What I would love to do would be to write a script that would determine the version OS installed on my Pi (easy), then get the current official version (unknown), compare the two, and send myself an email if they differ. I would then schedule this in cron to run once a month.

Then, I wouldn't have to remember to check it manually. (When done manually I alternate between checking every couple of days, and checking once a year or so.)

Then, when I get an email that I'm out of date, I set aside some time to do the upgrade, and more importantly validating that the upgrade didn't break anything.

EDIT: I'm talking about major release levels, ie Stretch -> Buster-> Bullseye -> Trixie

  • There are updates to the OS every few days - so there will always be OS updates available every month.

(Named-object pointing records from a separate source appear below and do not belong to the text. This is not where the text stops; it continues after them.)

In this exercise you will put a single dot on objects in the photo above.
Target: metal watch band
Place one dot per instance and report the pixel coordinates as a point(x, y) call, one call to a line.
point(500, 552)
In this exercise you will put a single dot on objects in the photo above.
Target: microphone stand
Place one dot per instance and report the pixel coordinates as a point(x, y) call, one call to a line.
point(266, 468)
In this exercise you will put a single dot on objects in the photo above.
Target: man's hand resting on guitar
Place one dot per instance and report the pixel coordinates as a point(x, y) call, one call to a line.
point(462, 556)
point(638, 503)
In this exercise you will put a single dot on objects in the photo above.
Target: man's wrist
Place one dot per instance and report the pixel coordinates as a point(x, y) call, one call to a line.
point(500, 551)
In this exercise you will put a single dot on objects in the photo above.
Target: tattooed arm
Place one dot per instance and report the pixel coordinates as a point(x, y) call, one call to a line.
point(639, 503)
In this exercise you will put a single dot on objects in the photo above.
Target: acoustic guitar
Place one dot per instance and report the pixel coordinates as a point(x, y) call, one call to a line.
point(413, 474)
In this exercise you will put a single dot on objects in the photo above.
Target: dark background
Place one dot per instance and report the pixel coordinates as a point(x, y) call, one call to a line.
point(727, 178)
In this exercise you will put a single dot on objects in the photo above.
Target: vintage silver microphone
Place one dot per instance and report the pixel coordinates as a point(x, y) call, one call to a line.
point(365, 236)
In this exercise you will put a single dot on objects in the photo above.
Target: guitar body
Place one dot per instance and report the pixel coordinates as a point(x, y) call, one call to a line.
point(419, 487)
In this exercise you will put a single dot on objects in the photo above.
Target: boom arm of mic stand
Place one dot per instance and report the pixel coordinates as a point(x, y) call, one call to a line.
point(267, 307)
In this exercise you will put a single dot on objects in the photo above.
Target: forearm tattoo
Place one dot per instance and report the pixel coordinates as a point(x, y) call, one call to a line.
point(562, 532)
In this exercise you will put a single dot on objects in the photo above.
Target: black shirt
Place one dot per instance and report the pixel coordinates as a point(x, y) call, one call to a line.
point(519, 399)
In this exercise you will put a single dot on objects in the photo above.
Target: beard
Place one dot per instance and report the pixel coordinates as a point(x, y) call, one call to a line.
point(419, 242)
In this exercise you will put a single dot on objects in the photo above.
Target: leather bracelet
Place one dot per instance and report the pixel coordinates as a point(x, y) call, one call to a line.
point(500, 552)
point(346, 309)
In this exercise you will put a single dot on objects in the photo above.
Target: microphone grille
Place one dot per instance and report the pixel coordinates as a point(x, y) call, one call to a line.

Seems pointless sending an email?
    – CoderMike
    Jul 29, 2023 at 18:39
  • in a script you could run an apt update followed by an apt list --upgradable - more than one line in the latter means something can be upgraded (actually the output of apt update would tell you that there are upgrades available so the apt list is not really required, but is easier to parse to check if upgrades are available) Jul 29, 2023 at 23:28
  • I should have specified MAJOR release. Basically, I want to know when I need to do a major upgrade from Bullseye to Bookworm.
    – bdixon
    Jul 30, 2023 at 19:30
  • "I should have specified MAJOR release." These ONLY happen very 2 years (after the corresponding Debian release) so there is no point in checking monthly! When they happen they are announced on the News Blog (and they NEVER support cross OS upgrade.
    – Milliways
    Jul 30, 2023 at 23:46
  • I know they don't happen often. But I have an Ubuntu machine that ended up 2 or 3 major releases behind because I neglected it, and in order to fix some problems I'm going to have to do a multi-step upgrade. (Have to go through an intermediate release.) I don't want to go through that with my Pi's, so I'll automated the checking. That way, I don't have to remember to check the blog.
    – bdixon
    Aug 1, 2023 at 2:00

2 Answers 2


You could check the codename in http://raspbian.raspberrypi.org/raspbian/dists/stable/Release

stable in that URL always points to the latest stable release.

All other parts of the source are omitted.